Instruction 6 reads, in pertinent part:
"To convict the defendant Marcia Ann Vela of hit and run, each of the following elements of the crime must be proved beyond a reasonable doubt:
"(1) That on or about the 29th day of December, 1980, the defendant was the driver of a vehicle;
"(2) That the defendant's vehicle was involved in an accident with another vehicle driven by or attended by another person;
"(3) That the accident resulted in injury to another person;
"(4) That the defendant knew she was involved in an accident;
"(5) That the defendant failed to carry out her obligation to fulfill all of the following duties:
"(a) immediately stop the vehicle at the scene of the accident or as close thereto as possible.
"(b) forthwith return to and remain at the scene of the accident until all duties are fulfilled.
"(c) give her name, address and vehicle license number and exhibit her driver's license to any person struck or injured or any occupant of, or any person attending, any vehicle collided with.
"(d) render to any person injured in the accident reasonable assistance, including the carrying or making of arrangements for the carrying of such person to a physician or hospital for medical treatment if it is apparent that such treatment is necessary or such carrying is requested by the injured person or on his behalf; and
"(6) That the acts occurred in King County, Washington. . .. "
[C]riminal liability attaches to a driver who knowingly leaves the scene of an accident if he actually knew of the injury or if he knew that the accident was of such a nature that one would reasonably anticipate that it resulted in injury to a person. . . .

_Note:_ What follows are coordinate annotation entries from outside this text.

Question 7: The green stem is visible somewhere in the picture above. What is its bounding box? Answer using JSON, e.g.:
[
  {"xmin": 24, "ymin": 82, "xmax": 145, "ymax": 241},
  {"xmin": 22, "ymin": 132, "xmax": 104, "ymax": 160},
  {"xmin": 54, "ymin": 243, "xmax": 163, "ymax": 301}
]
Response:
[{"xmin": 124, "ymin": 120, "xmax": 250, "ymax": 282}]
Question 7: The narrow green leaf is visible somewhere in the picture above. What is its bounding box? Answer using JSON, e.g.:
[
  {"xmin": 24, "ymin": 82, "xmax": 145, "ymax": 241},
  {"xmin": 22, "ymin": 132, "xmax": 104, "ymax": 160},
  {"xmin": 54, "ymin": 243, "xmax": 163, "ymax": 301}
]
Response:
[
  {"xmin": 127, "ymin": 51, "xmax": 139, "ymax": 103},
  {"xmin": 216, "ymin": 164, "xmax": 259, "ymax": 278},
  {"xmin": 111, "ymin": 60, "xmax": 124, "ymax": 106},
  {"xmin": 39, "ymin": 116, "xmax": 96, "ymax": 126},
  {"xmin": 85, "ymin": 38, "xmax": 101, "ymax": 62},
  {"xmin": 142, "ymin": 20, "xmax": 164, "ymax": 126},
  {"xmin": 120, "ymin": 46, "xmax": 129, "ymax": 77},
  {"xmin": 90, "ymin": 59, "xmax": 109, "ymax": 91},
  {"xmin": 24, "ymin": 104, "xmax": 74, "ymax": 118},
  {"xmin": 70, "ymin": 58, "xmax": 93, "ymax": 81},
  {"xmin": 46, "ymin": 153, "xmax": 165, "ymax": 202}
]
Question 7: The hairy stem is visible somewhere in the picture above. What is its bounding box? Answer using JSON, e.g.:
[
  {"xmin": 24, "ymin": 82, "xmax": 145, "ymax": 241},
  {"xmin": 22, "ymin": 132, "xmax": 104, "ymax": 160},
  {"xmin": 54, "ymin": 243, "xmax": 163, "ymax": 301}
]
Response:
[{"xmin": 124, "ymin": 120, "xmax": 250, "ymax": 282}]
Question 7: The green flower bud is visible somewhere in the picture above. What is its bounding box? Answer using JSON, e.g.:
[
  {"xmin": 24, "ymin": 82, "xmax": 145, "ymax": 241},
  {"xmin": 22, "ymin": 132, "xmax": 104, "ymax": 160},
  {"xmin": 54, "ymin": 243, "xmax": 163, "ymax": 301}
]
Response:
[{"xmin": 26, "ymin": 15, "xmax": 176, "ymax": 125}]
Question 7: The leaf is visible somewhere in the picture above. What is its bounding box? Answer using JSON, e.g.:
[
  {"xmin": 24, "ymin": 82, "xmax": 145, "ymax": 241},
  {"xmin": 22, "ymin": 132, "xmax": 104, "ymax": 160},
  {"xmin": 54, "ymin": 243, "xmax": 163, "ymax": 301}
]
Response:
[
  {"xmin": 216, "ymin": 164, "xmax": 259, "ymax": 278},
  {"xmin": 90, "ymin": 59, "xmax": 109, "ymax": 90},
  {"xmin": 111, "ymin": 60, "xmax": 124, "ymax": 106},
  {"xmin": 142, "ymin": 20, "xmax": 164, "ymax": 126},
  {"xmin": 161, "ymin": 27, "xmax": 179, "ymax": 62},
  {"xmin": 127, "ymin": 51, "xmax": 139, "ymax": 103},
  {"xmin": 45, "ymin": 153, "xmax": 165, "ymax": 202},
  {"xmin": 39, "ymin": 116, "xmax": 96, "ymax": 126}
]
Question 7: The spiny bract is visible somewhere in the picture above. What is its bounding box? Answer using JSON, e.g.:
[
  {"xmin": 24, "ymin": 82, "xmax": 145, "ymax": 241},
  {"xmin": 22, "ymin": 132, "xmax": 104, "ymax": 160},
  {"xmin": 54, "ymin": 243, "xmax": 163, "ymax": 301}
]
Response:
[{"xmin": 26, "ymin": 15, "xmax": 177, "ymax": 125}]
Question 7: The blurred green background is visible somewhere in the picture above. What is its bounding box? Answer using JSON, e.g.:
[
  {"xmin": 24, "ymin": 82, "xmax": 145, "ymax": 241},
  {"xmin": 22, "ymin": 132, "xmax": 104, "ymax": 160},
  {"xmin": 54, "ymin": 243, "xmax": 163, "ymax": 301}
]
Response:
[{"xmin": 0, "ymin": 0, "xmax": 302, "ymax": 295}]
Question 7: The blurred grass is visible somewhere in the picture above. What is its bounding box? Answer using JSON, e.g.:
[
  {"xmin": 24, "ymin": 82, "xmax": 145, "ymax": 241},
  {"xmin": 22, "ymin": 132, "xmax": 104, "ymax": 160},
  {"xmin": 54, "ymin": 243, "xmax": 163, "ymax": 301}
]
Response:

People v. Holford, 63 Cal.2d 74, 80, 403 P.2d 423, 427, 45 Cal.Rptr. 167 (1965). We decline to adopt the "Holford" rule for two reasons. First, the standard of constructive knowledge set out in this rule is contrary to the subjective knowledge required by State v. Shipp, 93 Wn.2d 510, 514-16, 610 P.2d 1322 (1980). Second, requiring actual knowledge of injuries would preclude the statute from fulfilling its purpose. In this regard, we find the reasoning of the Illinois Supreme Court persuasive:
the prosecution is required to prove that the accused had knowledge that the vehicle he was driving was involved in an accident or collision. We do not, however, hold that it is necessary for the prosecution to show also that the accused knew that injury or death resulted from the collision. To require this additional proof would impose a burden that would be unrealistically difficult to sustain and would tend to defeat the public interest which is served by requiring persons involved in vehicle collisions to stop and provide identification . . . and to be available to render assistance if required.
People v. Nunn, 77 Ill.2d 243, 252, 396 N.E.2d 27, 31 (1979). The gravamen of the offense is failure to stop when one knows his vehicle has been involved in an accident. The court did not err by so instructing the jury.
Affirmed.
SWANSON and SCHOLFIELD, JJ., concur.
Reconsideration denied March 14, 1983.
Review granted by Supreme Court July 19, 1983.